Altair Units Licensing
Altair Units licensing information.
Altair 2022.1 licensing is based on Altair License Manager (ALM). The conversion formula for Altair Units to License Features (what is actually in the license) is 1 to 1000. For each Altair Unit (AU) purchased, there are 1000 license features available in the license. This should not be confused with products that are licensed as product feature based. Unit based applications draw license features, and feature-based product licenses draw their respectively named feature from the license (such as CatiaV5Reader).
The licensing system has been designed to allow products of the Altair Partner Alliance (APA) to be licensed via Altair Units. As part of the license agreements to enable partner software, product usage data must be sent to Altair. This is done automatically for customers using managed licensing. For customers using on-premise servers, the Usage Report Tools (URT) must be installed and configured as part as the server installation.
The software applications use two types of licensing: Altair Unit Licenses and Feature Licenses. A more complete description of each licensing type follows.
Altair Units Licensing
Altair Units licenses allow any of the applications to run, as long as there are sufficient license features available and the required product license features are present in the license. One Altair Unit (AU) consumes 1000 license features.
- Must use managed licensing or an on-premise server (as opposed to node locked licenses)
- Enforces Global Licensing (see Global Licensing)
- Provides the advantage of the Altair unit-based business model (leveling/stacking/decaying of units, see below)
- Leveling and stacking is not confined by the number of machine cores
- License decay function for massive use of solvers for simulation driven innovation
- Multi-physics and co-simulation licensing, which determines the license draw just based on the number of cores that are used, and effectively lowers the cost.

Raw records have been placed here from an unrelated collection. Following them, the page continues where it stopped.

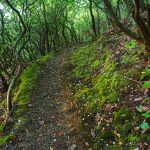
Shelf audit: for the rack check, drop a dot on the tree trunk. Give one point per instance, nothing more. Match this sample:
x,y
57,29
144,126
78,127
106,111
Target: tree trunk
x,y
92,17
4,83
147,53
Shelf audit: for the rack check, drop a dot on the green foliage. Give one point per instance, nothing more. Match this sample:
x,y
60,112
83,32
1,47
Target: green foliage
x,y
27,83
131,45
122,116
146,73
5,139
144,125
147,114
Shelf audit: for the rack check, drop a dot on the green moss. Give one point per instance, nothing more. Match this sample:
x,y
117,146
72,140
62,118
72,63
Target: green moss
x,y
5,139
122,115
133,138
27,84
118,147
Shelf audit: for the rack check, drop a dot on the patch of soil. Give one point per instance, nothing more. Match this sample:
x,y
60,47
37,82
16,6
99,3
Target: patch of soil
x,y
54,119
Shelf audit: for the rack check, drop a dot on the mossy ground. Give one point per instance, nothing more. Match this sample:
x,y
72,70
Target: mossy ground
x,y
22,96
103,88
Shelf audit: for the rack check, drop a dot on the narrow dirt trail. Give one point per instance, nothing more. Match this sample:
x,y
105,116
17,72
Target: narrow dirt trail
x,y
54,123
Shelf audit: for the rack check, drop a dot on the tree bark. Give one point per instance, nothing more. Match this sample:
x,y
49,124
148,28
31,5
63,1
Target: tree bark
x,y
92,17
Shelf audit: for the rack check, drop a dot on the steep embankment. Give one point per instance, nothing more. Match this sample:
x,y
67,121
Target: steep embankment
x,y
107,84
49,120
89,99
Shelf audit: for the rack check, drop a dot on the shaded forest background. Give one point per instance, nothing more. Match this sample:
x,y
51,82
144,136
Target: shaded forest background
x,y
30,29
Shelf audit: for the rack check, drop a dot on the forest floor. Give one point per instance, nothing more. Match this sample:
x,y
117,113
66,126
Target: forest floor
x,y
54,123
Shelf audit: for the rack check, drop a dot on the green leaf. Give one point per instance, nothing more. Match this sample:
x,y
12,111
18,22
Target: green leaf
x,y
139,108
146,85
147,114
144,125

The Altair License Manager tracks and records the total quantity of units the customer purchased and how many of those units are currently being used by each user. Realtime status is available from Altair One for managed licenses and the almutil tool for on-premise licenses. Refer to the Altair License Manager documentation for more details.
The Altair Business Model: Leveling and Stacking
By implementing leveling, customers can use multiple applications at the same time without incurring additional unit draw. Many of the software applications level with each other. This leveling is based on an application running on the same host and username. For most applications, the actual cost of running multiple applications on the same host/username is simply the cost of the most expensive application running. The lower draw applications simply run at no additional unit draw.
For example, if a user starts HyperMesh (21 AUs) and then starts an instance of HyperGraph (6 AUs), that user will only be using 21000 license features from the license. The same goes for multiple instances of the same application. For example, a user can open multiple instances of HyperMesh, and still only draw 21000 features.
Applications that stack always draw the associated number of units, regardless of any other applications or concurrent usage on the user/host.
Feature-Based Product Licensing
Feature-based licensing allows an application to run as long as the feature name is available in the license file and the server has not reached the number of available features checked out. Think of this model as the more familiar seat-based type; there is a set number of seats or copies allowed at any given time. Feature-based product licensing does not require or check out Altair Unit license features. However, it does require a checkout of one GlobalZone feature for the appropriate time zone (see Global Licensing).